Henchmen and Treasure XP

I'm not exactly sure how this is supposed to work in the rules.

PCs get XP for treasure and Henchmen get 1/2 XP.  Simple enough.

We have had occasions where some henchmen stay in one place, while others travel with the PCs.  Sometimes those trips are specifically to go to larger markets to sell expensive loot, and thus earn treasure XP.  In that case, I have given XP to the PCs and 1/2 XP for the Henchmen who joined them.  The ones that didn't go don't get any.

Now the adventuring company is reaching appropriately large old-school party sizes: 6 PCs and 7 Henchmen, with probably a couple more to be hired soon.  The PCs are now reaching the point where they want to go adventuring with some of the Henchmen, and send the other Henchmen off on journeys on the highways to do busy work - like going to larger markets to sell the party's loot for them.

Using the rule I've been using, the Henchmen should get all the XP for loot sold! Obviously, this isn't going to work.

How was this intended to work in the rules? Any suggestions about how I should handle this? TIA.

You don't get experience points for loot sold, you get experience points for loot brought back to civilisation. For example, if you drag an ancient gold idol back to the podunk hamlet you operate out of and then put it in a box in the attic without selling it, you get expeirence for having brought it home.

The only exception to the above is magic items. Magic items do only grant experience at the time of sale, and then only if you haven't used them for anything before selling them.

The above information is from page 113 of ACKS.

[quote="GMJoe"]

You don't get experience points for loot sold, you get experience points for loot brought back to civilisation. For example, if you drag an ancient gold idol back to the podunk hamlet you operate out of and then put it in a box in the attic without selling it, you get expeirence for having brought it home.

The only exception to the above is magic items. Magic items do only grant experience at the time of sale, and then only if you haven't used them for anything before selling them.

The above information is from page 133 of ACKS.

[/quote]

Fair enough.  I wasn't aware that the rule was as formalized as this, but there it is.  (It's 113, BTW.)  OK.  I'm going to continue doing it the way I've been doing it because it definitely keeps my players hungrier to have to unload gems and artifacts to get their XP, but this also means there is no rules precedent for my situation, which means I'm going to have to answer this one myself, I guess.

I'd award XP to everyone, unless I had a pressing game reason to incentivize the entire party visiting large cities regularly. Which I might, if I started having lots of good ideas for urban scenarios that start with "So while you're relaxing and waiting to hear back about your golden idol..."

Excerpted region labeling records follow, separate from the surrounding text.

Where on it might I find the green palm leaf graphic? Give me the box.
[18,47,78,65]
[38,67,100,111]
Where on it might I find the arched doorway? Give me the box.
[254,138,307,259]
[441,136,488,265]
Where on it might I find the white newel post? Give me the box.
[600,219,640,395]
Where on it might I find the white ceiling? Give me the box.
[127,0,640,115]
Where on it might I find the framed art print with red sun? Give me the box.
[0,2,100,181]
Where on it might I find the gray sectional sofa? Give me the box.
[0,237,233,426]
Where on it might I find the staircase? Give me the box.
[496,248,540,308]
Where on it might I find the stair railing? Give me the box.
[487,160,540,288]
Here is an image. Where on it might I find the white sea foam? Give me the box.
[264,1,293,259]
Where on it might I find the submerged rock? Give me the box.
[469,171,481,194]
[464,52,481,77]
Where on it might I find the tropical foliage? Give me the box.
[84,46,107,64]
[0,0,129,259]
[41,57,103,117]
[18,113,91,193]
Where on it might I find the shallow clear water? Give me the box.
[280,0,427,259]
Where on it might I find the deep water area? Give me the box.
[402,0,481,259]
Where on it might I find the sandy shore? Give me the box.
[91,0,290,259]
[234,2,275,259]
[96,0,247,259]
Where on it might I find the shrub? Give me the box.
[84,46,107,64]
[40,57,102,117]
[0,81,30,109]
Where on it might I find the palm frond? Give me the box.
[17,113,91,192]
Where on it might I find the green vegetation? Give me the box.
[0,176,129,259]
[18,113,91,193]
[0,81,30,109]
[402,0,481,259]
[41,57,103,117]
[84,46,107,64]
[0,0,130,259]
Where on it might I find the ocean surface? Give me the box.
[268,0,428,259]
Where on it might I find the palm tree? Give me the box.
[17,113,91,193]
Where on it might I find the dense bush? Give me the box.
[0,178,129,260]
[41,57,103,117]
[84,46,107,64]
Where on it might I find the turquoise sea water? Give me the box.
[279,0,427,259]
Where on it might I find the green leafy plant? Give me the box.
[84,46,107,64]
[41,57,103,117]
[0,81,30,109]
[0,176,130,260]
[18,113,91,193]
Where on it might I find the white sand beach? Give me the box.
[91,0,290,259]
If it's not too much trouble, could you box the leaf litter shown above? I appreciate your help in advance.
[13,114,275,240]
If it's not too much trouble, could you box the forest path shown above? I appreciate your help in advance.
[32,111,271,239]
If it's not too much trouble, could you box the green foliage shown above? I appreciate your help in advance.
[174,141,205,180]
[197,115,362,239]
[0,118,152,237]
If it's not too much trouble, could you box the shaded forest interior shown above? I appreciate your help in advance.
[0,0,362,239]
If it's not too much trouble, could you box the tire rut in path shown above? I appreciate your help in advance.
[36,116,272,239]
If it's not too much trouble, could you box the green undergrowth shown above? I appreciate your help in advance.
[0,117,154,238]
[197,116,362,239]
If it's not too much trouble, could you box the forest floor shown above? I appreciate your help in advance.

Now, this is just my own ideas, but I award XP as follows:

  1. XP from kills is awarded immediately; no waiting, you get your XP.
  2. XP from gold and trinkets (cheap auto-sell stuff) is awarded as soon as the party hits civilization - Class VI market or above.
  3. XP from expensive loot is awarded as soon as the item can sell (a gem worth 50k gp won't grant XP until they reach the capital).
  4. XP from selling magical items only applies if the players are willing to sell it without using anything beyond presonal knowledge (Loremastery, Collegiate Wizardy, Religion, etc.) to identify it.

Thus far, my players have opted to identify everything (irritatingly so, in the case of clever cursed items I've placed), choosing gold over XP. And, though they elected to keep some fine fur coats they found, they got the XP from them as soon as they got back to town.